Research shows that teaching others will help to improve your own understanding. One of the reasons this is so effective is because the act of preparing helps to ensure you know what you're trying to teach. And combined with the interaction with the person you are teaching, this helps to find any missing gaps in your knowledge and truly solidify the lesson.

I recommend finding someone to teach! It could be a mentee, or a partner to learn with (you can teach each other), or find someone in a meetup group like SB Learn To Code. Or you can write a blog post and teach the internet.

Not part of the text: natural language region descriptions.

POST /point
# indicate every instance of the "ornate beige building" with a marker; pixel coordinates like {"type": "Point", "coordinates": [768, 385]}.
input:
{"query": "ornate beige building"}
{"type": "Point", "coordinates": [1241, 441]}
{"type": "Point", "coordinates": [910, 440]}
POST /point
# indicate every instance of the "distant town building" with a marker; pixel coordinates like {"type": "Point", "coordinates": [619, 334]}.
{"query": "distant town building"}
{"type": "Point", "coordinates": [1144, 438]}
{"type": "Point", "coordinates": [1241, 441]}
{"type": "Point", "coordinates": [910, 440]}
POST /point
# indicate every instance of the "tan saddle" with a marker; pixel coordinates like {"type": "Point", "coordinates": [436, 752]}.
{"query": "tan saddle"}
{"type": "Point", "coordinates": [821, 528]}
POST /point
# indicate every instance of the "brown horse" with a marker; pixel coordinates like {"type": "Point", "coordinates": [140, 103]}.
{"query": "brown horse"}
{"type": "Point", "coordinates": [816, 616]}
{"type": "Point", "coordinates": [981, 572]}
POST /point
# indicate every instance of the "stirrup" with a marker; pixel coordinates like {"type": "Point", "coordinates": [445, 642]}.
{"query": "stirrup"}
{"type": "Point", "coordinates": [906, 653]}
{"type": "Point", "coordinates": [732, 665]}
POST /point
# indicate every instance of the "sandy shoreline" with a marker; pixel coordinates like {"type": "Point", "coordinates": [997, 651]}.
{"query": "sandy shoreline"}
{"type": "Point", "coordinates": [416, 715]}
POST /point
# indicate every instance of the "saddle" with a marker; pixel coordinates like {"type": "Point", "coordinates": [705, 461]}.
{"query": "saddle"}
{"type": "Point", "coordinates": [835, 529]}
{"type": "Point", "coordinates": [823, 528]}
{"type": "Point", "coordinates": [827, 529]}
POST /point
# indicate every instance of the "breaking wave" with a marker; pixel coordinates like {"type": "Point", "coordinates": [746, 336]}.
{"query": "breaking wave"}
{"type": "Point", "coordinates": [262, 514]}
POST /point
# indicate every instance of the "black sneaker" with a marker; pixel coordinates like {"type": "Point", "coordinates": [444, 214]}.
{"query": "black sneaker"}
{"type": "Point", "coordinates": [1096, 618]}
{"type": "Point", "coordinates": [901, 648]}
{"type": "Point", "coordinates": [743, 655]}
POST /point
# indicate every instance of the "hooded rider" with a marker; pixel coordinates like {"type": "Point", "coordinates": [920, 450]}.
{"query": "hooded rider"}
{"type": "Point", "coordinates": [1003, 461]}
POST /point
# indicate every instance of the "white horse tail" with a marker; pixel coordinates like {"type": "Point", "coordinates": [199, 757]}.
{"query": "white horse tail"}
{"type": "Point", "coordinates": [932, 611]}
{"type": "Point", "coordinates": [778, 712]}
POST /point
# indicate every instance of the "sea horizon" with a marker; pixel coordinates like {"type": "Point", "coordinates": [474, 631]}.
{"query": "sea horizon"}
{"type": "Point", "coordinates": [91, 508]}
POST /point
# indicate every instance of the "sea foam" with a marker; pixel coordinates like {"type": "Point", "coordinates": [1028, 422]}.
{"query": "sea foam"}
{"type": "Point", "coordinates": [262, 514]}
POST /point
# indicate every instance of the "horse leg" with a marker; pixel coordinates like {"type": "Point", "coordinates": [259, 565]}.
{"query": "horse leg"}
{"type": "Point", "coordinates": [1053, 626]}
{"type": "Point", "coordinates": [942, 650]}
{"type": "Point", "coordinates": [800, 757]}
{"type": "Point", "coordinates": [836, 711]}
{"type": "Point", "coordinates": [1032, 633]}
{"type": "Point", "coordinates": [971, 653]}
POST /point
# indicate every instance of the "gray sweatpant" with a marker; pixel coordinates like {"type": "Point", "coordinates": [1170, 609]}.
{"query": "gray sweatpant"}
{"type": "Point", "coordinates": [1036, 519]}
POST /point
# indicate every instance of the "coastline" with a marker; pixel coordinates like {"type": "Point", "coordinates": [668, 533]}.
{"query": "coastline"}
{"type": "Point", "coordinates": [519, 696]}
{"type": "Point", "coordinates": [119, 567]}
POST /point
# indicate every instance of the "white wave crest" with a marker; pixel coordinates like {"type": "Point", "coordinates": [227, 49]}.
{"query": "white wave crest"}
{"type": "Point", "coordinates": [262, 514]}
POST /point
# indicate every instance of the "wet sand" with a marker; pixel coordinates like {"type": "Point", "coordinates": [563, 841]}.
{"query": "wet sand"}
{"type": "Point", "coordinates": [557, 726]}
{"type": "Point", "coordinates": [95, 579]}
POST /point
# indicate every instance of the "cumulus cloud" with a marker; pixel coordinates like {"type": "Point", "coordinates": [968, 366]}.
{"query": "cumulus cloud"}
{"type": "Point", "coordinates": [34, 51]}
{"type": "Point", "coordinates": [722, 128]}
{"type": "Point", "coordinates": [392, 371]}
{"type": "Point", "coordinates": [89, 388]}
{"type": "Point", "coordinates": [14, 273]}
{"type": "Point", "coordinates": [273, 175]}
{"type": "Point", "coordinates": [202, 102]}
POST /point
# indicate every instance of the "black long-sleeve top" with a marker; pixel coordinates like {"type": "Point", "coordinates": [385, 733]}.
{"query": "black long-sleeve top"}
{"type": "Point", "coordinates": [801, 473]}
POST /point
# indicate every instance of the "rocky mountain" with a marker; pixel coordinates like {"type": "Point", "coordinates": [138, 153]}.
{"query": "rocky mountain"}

4: Communicate with Others That Know More Than You

You don't know what you don't know. By communicating with others that know more than you, they will help to point out techniques you don't know, and pitfalls you might be able to avoid. I use the word communicate as a broad term that could be applied to requesting code review, having someone take a look at an entire project you've written, or just a specific function, or try to work alongside colleagues that know more than you, or even just start a casual conversation to understand something tricky that someone else wrote.

An added benefit is that you'll likely feel some social pressure to do your due diligence and make the conversation worthwhile.

By communicating with others that know more than you, you're going to not only learn the language but learn good habits and best practices in the process.

I hope these four tips to be intentional, commit to learning consistently, teach others, and communicate with those that know more than you help you on the next programming language you learn.